CompTIA Security+ Question K-28

Which of the following steps of incident response does a team analyze the incident and determine steps to prevent a future occurrence?

A. Mitigation
B. Identification
C. Preparation
D. Lessons learned

Answer: D

CompTIA Security+ Question J-74

After a recent security breach, the network administrator has been tasked to update and backup all router and switch configurations. The security administrator has been tasked to enforce stricter security policies. All users were forced to undergo additional user awareness training. All of these actions are due to which of the following types of risk mitigation strategies?

A. Change management
B. Implementing policies to prevent data loss
C. User rights and permissions review
D. Lessons learned

Answer: D

Explanation:
Incident response procedures involves: Preparation; Incident identification; Escalation and notification; Mitigation steps; Lessons learned; Reporting; Recover/reconstitution procedures; First responder; Incident isolation (Quarantine; Device removal); Data breach; Damage and loss control. Described in the question is a situation where a security breach had occurred and its response which shows that lessons have been learned and used to put in place measures that will prevent any future security breaches of the same kind.

CompTIA Security+ Question J-47

Who should be contacted FIRST in the event of a security breach?

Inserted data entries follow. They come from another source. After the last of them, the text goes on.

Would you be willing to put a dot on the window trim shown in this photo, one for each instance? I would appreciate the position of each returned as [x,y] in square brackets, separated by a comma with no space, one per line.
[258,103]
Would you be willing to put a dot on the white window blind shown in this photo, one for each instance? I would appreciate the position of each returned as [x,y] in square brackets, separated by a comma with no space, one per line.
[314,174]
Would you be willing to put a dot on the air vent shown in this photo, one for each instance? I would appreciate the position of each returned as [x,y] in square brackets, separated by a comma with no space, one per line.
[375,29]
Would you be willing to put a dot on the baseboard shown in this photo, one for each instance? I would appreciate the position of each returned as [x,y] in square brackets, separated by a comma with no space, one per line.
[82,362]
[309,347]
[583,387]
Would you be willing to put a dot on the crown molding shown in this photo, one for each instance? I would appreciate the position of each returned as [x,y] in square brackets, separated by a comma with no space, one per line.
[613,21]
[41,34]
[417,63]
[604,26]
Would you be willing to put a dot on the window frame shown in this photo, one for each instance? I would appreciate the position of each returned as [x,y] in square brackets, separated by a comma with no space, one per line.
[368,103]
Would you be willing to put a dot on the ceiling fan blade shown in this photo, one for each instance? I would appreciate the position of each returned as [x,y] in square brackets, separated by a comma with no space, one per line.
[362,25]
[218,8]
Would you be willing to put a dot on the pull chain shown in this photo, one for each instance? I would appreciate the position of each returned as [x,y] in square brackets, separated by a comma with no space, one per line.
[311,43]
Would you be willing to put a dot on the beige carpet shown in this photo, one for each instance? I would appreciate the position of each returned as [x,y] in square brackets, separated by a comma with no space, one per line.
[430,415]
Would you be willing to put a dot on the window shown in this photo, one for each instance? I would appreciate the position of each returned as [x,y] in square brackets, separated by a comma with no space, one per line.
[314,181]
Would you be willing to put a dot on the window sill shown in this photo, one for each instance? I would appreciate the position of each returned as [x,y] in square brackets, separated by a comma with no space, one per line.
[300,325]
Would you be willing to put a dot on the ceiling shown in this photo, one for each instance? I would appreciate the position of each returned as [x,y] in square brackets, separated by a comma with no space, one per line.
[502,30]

A. Forensics analysis team
B. Internal auditors
C. Incident response team
D. Software vendors

Answer: C

Explanation:
A security breach is an incident and requires a response. The incident response team would be better equipped to deal with any incident insofar as all their procedures are concerned. Their procedures in addressing incidents are: Preparation; Incident identification; Escalation and notification; Mitigation steps; Lessons learned; Reporting; Recover/reconstitution procedures; First responder; Incident isolation (Quarantine; Device removal); Data breach; Damage and loss control.

CompTIA Security+ Question I-77

The security officer is preparing a read-only USB stick with a document of important personal phone numbers, vendor contacts, an MD5 program, and other tools to provide to employees. At which of the following points in an incident should the officer instruct employees to use this information?

A. Business Impact Analysis
B. First Responder
C. Damage and Loss Control
D. Contingency Planning

Answer: B

Explanation:
Incident response procedures involves: Preparation; Incident identification; Escalation and notification; Mitigation steps; Lessons learned; Reporting; Recover/reconstitution procedures; First responder; Incident isolation (Quarantine; Device removal); Data breach; Damage and loss control. In this scenario the security officer is carrying out an incident response measure that will address and be of benefit to those in the vanguard, i.e. the employees and they are the first responders.

CompTIA Security+ Question F-11

In which of the following steps of incident response does a team analyse the incident and determine steps to prevent a future occurrence?

A. Mitigation
B. Identification
C. Preparation
D. Lessons learned

Answer: D

Explanation:
Incident response procedures involves in chronological order: Preparation; Incident identification; Escalation and notification; Mitigation steps; Lessons learned; Reporting; Recover/reconstitution procedures; First responder; Incident isolation (Quarantine; Device removal); Data breach; Damage and loss control. Thus lessons are only learned after the mitigation occurred. For only then can you ‘step back’ and analyze the incident to prevent the same occurrence in future.

CompTIA Security+ Question B-63

Which of the following incident response plan steps would MOST likely engaging business professionals with the security team to discuss changes to existing procedures?

A. Recovery
B. Incident identification
C. Isolation / quarantine
D. Lessons learned
E. Reporting

Answer: D

CompTIA Security+ Question B-59

During which of the following phases of the Incident Response process should a security administrator define and implement general defense against malware?

A. Lessons Learned
B. Preparation
C. Eradication
D. Identification

Answer: B

Explanation:
Incident response procedures involves: Preparation; Incident identification; Escalation and notification; Mitigation steps; Lessons learned; Reporting; Recover/reconstitution procedures; First responder; Incident isolation (Quarantine; Device removal); Data breach; Damage and loss control. It is important to stop malware before it ever gets hold of a system –thus you should know which malware is out there and take defensive measures – this means preparation to guard against malware infection should be done.

CompTIA Security+ Question A-85

The Chief Technical Officer (CTO) has tasked The Computer Emergency Response Team (CERT) to develop and update all Internal Operating Procedures and Standard Operating Procedures documentation in order to successfully respond to future incidents. Which of the following stages of the Incident Handling process is the team working on?

A. Lessons Learned
B. Eradication
C. Recovery
D. Preparation

Answer: D

Explanation:
Incident response procedures involves: Preparation; Incident identification; Escalation and notification; Mitigation steps; Lessons learned; Reporting; Recover/reconstitution procedures; First responder; Incident isolation (Quarantine; Device removal); Data breach; Damage and loss control. Developing and updating all internal operating and standard operating procedures documentation to handle future incidents is preparation.